Idea 3 – Cardboard Piano (Capacitive Touch)
Build your own simple musical instrument! With just cardboard, metallic foil, and your microcontroller, you’ll create a working touch piano — no traditional buttons needed. This project introduces you to capacitive touch sensing and fun creative electronics.
Recommended:
Before you try this advanced piano example, please work through the very basic capacitive touch sensor instruction and test them. It will give you the foundational knowledge you need to set up your Capacitive Touch sensor and understand touch detection, making it much easier to get this sound project working!

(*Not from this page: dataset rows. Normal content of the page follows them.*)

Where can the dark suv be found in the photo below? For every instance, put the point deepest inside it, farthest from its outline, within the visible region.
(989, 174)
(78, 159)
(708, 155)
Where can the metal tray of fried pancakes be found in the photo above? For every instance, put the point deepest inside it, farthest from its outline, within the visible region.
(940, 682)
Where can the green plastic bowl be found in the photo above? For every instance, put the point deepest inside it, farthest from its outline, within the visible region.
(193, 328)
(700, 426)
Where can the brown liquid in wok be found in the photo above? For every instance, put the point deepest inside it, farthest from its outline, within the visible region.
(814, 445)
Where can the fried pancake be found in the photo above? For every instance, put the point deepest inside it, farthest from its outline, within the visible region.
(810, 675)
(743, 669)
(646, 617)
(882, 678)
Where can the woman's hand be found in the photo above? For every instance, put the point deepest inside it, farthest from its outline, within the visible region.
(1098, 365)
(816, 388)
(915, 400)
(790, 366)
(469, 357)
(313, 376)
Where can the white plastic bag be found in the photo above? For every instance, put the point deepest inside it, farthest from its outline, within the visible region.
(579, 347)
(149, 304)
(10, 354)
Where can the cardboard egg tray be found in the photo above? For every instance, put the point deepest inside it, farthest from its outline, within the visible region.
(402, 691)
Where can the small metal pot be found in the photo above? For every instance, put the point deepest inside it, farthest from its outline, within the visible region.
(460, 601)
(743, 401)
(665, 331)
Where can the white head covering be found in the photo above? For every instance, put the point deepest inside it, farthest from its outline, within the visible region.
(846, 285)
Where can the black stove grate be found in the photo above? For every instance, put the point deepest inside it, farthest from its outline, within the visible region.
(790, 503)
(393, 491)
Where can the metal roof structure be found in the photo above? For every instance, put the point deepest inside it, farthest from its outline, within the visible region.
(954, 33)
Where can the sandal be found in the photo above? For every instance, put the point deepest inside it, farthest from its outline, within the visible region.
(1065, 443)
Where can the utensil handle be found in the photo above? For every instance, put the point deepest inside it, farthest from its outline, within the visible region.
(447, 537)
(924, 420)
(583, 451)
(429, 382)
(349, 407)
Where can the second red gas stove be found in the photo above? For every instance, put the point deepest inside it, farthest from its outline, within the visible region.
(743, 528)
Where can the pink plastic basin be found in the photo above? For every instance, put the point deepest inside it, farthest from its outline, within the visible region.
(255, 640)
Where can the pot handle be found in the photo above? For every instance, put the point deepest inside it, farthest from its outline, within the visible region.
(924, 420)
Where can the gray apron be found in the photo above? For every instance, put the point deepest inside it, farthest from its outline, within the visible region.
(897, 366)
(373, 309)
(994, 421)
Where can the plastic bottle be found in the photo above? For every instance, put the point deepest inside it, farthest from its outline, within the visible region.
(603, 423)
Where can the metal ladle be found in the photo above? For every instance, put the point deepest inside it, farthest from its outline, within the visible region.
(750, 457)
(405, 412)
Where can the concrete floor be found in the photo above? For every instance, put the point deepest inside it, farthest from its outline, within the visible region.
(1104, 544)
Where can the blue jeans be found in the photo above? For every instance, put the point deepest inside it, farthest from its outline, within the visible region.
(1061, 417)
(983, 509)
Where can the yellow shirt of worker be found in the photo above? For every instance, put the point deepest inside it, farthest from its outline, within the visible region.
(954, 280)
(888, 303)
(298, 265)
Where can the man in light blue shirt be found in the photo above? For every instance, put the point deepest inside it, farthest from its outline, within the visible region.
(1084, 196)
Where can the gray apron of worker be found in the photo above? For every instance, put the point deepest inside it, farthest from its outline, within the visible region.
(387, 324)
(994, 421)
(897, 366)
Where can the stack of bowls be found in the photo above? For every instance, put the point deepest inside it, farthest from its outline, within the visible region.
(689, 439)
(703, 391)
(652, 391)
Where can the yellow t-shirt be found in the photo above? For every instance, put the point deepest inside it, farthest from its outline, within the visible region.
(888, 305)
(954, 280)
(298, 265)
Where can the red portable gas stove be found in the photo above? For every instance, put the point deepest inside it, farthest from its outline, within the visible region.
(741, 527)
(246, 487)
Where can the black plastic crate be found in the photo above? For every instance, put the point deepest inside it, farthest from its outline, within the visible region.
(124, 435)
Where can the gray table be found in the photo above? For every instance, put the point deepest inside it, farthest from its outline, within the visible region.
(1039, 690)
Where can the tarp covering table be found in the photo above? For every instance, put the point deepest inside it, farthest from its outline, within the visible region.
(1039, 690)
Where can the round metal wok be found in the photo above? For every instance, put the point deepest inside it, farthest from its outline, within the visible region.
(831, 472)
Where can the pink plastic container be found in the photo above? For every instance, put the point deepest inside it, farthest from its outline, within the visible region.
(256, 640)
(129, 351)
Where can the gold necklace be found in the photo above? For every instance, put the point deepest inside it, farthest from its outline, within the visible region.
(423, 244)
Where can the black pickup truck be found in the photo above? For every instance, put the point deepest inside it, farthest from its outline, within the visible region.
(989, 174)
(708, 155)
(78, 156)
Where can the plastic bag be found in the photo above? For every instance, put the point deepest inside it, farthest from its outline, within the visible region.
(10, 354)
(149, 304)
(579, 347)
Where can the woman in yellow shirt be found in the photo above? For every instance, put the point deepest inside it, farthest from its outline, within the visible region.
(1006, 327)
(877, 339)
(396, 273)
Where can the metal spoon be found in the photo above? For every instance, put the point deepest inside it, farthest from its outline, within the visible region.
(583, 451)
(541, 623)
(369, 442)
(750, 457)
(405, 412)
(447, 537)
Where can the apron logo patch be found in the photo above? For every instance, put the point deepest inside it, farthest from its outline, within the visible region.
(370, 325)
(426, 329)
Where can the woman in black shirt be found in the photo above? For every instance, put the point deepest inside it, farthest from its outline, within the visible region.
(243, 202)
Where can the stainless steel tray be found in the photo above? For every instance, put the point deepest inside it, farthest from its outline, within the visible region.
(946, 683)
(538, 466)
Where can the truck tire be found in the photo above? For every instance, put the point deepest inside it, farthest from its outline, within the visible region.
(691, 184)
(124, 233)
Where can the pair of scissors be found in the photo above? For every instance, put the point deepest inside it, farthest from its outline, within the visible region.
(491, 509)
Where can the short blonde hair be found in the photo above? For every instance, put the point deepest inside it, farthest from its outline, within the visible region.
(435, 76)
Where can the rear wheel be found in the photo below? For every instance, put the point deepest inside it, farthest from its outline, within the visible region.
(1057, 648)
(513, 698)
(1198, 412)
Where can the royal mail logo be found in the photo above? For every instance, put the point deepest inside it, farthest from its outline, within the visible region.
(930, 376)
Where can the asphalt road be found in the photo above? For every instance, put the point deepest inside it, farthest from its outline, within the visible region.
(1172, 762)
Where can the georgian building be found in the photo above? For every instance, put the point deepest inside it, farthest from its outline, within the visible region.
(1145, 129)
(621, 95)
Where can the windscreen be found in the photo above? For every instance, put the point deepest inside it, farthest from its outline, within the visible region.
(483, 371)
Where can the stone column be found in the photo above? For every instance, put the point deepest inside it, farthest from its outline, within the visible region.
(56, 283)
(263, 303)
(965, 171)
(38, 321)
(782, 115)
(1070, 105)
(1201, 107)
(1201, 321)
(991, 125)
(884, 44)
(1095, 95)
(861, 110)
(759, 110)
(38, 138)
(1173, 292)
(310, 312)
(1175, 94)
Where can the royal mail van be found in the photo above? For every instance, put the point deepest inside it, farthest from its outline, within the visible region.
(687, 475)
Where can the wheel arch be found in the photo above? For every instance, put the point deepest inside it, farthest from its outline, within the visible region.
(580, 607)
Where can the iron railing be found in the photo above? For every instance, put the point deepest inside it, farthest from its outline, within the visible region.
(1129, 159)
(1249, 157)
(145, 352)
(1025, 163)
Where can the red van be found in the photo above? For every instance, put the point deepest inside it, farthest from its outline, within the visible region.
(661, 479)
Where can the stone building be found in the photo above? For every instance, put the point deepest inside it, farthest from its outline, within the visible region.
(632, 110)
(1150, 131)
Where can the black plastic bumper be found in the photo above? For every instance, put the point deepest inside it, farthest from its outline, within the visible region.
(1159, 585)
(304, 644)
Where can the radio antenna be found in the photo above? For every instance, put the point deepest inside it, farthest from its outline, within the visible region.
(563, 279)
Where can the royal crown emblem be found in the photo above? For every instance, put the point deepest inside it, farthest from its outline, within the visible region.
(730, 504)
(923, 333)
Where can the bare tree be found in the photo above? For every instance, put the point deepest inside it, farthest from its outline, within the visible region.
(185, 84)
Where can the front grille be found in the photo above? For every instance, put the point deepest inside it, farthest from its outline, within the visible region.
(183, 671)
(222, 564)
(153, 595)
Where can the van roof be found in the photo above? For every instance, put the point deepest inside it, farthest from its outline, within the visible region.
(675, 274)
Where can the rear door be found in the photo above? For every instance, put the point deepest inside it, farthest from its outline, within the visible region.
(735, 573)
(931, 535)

What does the Cardboard Piano do?
The cardboard piano uses “keys” made of metallic foil on a cardboard base. Touching a key changes its capacitance, which is detected by the MPR121 touch sensor. Each key is connected to a separate MPR121 input. When touched, your microcontroller can play a sound (for example, a piano note from stored MP3 files using a speaker).
How Capacitive Touch Works
Capacitive touch sensors detect tiny changes in electrical properties (capacitance) when you touch a conductive surface. This principle is used in smartphone screens and touch lamps! The MPR121 sensor automatically records a “baseline” value when powered on.
Note: The sensor establishes a “baseline” for capacitance on power-up. If you make changes to the connected objects or wiring after starting the system, you must restart the microcontroller (by saving your code again in the Mu-Editor) so the sensor can recalibrate for correct operation.
For more information, see our Touch Sensor Overview.
How to Play
- Assemble your keyboard with the provided template, metallic foil, and crocodile clips or jumper wires.
- Make sure the included MP3 files (
C.mp3,D.mp3,E.mp3, …) are copied onto your Pico’s root directory. (You can download them here: C, D, E, F, G). - Load and run the example code (after connecting all crocodile wires).
- Touch different keys and listen to the matching piano notes from the speaker!
Components for the MP3 Piano
- Microcontroller (Raspberry Pi Pico)
- Capacitive Touch Sensor: MPR121
- Cardboard piano template
- Metallic foil (aluminum or copper)
- Jumper wires / crocodile clips
- Speaker (mono, connected to audio out pin)
- MP3 files for notes
- Standard grove connection cables
Basic Setup
- Connect each foil key of your cardboard piano to the corresponding input pins on the MPR121 using jumper wires or crocodile clips.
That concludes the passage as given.